Hace poco se presentó en el Castillo de Chapultepec el resultado, en forma de libro de gran formato (Encuentro México y Francia. Innovación y Uso de la Tecnología en la Conservación del Patrimonio Cultural) del coloquio que tuvo lugar en México, en febrero del año pasado: 7 mesas redondas, 29 ponencias, cuatro conferencias magistrales con la participación de 55 panelistas. Instituciones y empresas de los dos países participaron e hicieron posible el encuentro, desde las Secretarías de Cultura y las embajadas hasta el INAH, pasando por la Asociación de Alumni México-Francia, y los Colegios de Ingenieros civiles de México y Puebla. Así abrieron un espacio de diálogo entre los dos países (que celebran en el presente año el bicentenario de sus relaciones diplomáticas, 1826-2026) para compartir experiencias y conocimientos sobre el uso de las técnicas de vanguardia en la protección, conservación y restauración del patrimonio cultural.

Entre las 33 ponencias y conferencias se puede señalar —de manera inevitablemente injusta— la reconstrucción de la catedral Notre Dame de París (“La ciencia en acción”), la intervención en la cúpula de Nuestra Señora de los Ángeles, de la colonia Guerrero en la Ciudad de México, el diagnóstico a través de los métodos geofísicos, la fotogrametría digital, la cooperación efectiva entre los dos países y la necesaria divulgación del patrimonio cultural. Los estudios de numerosos casos concretos demuestran que nuestro futuro estará mejor cimentado si trabajamos juntos, como de hecho se ha empezado desde el temblor de 2017, para conservar el legado de nuestros antepasados pensando en las generaciones futuras. Los participantes sentaron las bases para futuras colaboraciones entre los dos países. Por cierto, el Encuentro de 2025 fue visto en muchos estados mexicanos, en Francia, Argentina, Centroamérica y otros países.

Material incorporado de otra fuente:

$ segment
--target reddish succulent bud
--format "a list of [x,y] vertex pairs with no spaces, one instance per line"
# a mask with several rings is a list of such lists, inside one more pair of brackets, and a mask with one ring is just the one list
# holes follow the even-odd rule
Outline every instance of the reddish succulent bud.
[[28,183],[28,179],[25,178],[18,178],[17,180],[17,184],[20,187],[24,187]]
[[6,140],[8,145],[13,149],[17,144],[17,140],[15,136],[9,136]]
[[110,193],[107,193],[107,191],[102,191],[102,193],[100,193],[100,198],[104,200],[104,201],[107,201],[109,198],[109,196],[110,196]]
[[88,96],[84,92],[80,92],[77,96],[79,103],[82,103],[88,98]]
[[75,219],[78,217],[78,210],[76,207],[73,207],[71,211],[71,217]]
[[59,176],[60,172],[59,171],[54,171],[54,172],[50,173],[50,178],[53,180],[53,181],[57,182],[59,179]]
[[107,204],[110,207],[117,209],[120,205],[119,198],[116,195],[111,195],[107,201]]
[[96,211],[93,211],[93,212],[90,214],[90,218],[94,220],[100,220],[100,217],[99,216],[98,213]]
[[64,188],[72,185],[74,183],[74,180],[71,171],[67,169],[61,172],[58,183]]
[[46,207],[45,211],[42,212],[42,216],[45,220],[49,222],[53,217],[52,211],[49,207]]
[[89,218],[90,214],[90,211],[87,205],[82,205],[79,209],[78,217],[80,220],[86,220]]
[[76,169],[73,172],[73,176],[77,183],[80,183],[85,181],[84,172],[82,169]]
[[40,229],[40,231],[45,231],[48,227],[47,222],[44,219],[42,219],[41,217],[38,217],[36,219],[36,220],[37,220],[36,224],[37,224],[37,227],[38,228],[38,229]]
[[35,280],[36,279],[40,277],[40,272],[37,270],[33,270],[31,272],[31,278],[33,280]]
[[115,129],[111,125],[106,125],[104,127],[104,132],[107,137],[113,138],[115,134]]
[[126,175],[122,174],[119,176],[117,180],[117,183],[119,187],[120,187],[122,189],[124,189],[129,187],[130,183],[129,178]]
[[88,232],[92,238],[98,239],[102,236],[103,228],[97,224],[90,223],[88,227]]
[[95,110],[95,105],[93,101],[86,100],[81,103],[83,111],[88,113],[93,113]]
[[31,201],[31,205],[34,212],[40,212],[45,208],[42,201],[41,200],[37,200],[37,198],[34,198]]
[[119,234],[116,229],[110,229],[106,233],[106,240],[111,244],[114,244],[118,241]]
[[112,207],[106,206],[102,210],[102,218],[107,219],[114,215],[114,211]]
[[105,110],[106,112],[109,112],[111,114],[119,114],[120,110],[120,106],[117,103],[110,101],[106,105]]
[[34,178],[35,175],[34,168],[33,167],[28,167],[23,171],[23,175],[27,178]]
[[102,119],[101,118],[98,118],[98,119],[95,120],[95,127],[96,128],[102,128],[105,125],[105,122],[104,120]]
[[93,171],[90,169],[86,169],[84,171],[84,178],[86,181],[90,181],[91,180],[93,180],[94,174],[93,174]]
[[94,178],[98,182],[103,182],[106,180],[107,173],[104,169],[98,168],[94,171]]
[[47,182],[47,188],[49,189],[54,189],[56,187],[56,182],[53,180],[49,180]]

​Sumo interés presenta la ponencia de gran actualidad intitulada “Riesgos geotécnicos y patrimonio cultural en la ciudad de México”, en la Mesa “Anticipación y gestión de riesgos: la vulnerabilidad sísmica en México y Francia”. Nuestra capital, por encontrarse sobre suelos blandos en zona sísmica, está sometida a temblores y hundimiento, fenómenos agravados por el cambio climático y el sobre-turismo: cada fiesta, cada concierto que junta multitudes en el Zócalo, provoca un hundimiento mayor.

​La reconstrucción de Notre Dame de París ofrece un excelente ejemplo del uso de las nuevas tecnologías y vale la pena señalar, sin chovinismo, el trabajo del arquitecto mexicano Alejandro Arredondo, especialista en el modelado de información de construcción; él dirigió el equipo que desarrolló la maqueta tridimensional para reconstruir muros, techos y bóvedas. La innovación tecnológica abre un mundo de nuevas posibilidades para estudiar, restaurar y difundir los bienes culturales: escáneres láser, fotogrametría digital, drones etc. Se evidencian los avances, pero también los desafíos inmediatos y a futuros.

​México y Francia tienen una larga tradición de cooperación cultural; ambas naciones son orgullosas del patrimonio cultural que heredaron como testimonio del pasado y fundamento de su personalidad. La tecnología aplicada al patrimonio se encuentra al servicio de la comunidad para sustentar los valores que definen nuestras sociedades. Al final del encuentro de 2025 y de la presentación del libro, el 18 de mayo pasado, pudimos medir hasta que punto compartimos problemas y su resolución en materia de patrimonio. El último orador concluyó: “Deseo fervientemente que México y Francia colaboren a gran escala, y con el resto del mundo”. Especialmente frente al cambio climático y sus efectos sobre el patrimonio cultural. “En los años que vienen, es un tema global a nivel mundial”.